Eine Abdichtung ist mehr als eine Wand schwarz zu machen und zu einer Drainage gehört auch mehr als ein Rohr zu vergraben.

Sorry, ist aber so.

Grüße aus Schönebeck





Wer sagt denn, dass wir nur ein Draingerohr eingebracht haben b zw. nur Dichtschlämme verwendet wurde?
Also ich habe mich nun sehr intensiv über die Wandtemperierung von Grosseschmidt informiert. Und immer wurde sie auch als wirksames Mittel gegen aufsteigende Feuchtigkeit empfohlen. Wenn ich die Wand aufheize wird diese austrocknen. Ich habe ja keine Quelle in der Wand, so dass sofort das Wasser im Schwall nachläuft, wenn die Trocknung einsetzt. Die Temperierung trocknet die Mauer von unten her aus. Ein Nachteil ist vielleicht, dass die Temperierung auch im Sommer (jedoch mit niedrigerer Temperatur) laufen muss, aber das möchte ich mit Solarzellen auffangen. Irgendwelche Chemikalien, die mittels zweifelhaftem Injektionsverfahren für tausende von Euro in die Wand gespritzt werden sind wohl nur für die jeweiligen Firmen ein rentables Geschäft.
Ich bin froh, dass es ein solches System, wie das von Grosseschmidt gibt.

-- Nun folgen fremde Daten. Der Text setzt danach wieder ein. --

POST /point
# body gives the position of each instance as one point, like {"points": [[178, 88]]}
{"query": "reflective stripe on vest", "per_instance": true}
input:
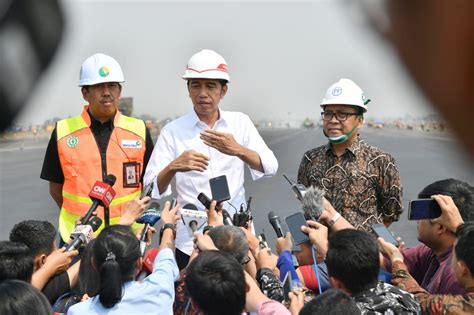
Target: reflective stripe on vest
{"points": [[82, 167]]}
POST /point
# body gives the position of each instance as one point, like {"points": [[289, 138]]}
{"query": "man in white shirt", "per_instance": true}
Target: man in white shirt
{"points": [[206, 143]]}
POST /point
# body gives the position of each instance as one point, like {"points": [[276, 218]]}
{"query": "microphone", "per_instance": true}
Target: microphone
{"points": [[313, 203], [276, 223], [227, 218], [82, 234], [101, 195], [151, 215]]}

Zudem ist ein Haus, welches über die Wände mit Strahlungswärme heizt vom Wohnklima wesentlich angenehmer und gesünder wie FBH oder gar Konvektionswärme über Heizkörper.
LG Thomas



Warum kommen



Häuser auch ohne Temperierung aus, hiermit wird doch irgendwie nur aufwändig an den Symptomen laboriert.
Aber Sie haben sich ja bereits entschieden. Wenn Sie nach Grosseschmidt nicht nur "temperieren" sondern richtig heizen wollen, viel Spaß bei der Holzaufbereitung.





Hallo,

Wie schon gesagt, der Erfolg hängt davon ab, ob oder wie viel Feuchte bei Ihnen ursächlich ist.
Eine feuchte Wand leidet nicht immer an aufsteigender Feuchte.
Wenn Sie aber eine feuchte Wand über eine Heizung an der Oberfläche trocknen ohne den Wassereintrag der auch hygrisch sein kann zu verhindern, kann passieren das immer neue Salze an der trocknenden Oberfläche auskristallisieren.
Das währe dann gegebenenfalls auch in Ihrem Wohnzimmer.

Grüße aus Schönebeck





Hallo,
sorry, da ich im Moment viel unterwegs bin, dauert es immer ein paar Tage bis ich antworten kann. Zu 100% habe ich mich noch nicht entschieden. So eine Wandheizung ist mir halt sympathisch, da erstens keine Heizkörper an der Wand hängen und zweitens durch die abgestrahlte Wärme der Wand ein angenehmes Raumklima erzeugt würde. Leider sagt einem jeder was anderes bzgl. Dämmung und deswegen werde ich immer unsicherer, je mehr ich mich informiere. Ist es sinnvoll bei der erwähnten Wandtemperierung eine Außendämmung anzubringen, um nicht zu viel nach außen zu verheizen? Wie man immer liest, soll eine Außendämmung wesentlich unproblematischer sein, als eine Innendämmung.
Ich stelle mir dass so vor, dass ich mit der Temperierung eine gewisse Grundwärme erzeuge und mit dem Kachelofen dann auf eine Raumtemperatur von ca. 20°C aufheize, im Bad ist auch ein Heizkörper eingeplant. Ich bin auf keinen Fall abgeneigt gegenüber Dämmung, bin jedoch verunsichert, aufgrund der verschiedenen Aussagen, zum Teil auch in diesem Forum.

LG
Thomas



Wenn Außendämmung möglich



dann immer auch außen dämmen.





Hallo Herr Göb,
Spricht etwas gegen einen Vollwärmeschutz aus Styropor? Oder gibt es für außen bessere Alternativen?
Gruß
Thomas



Geschackssache



Außen ist man mit der Materialwahl wesentlich flexibler, es bleibt also den eigenen Vorlieben (Sparsamkeit, Ökologie) überlassen.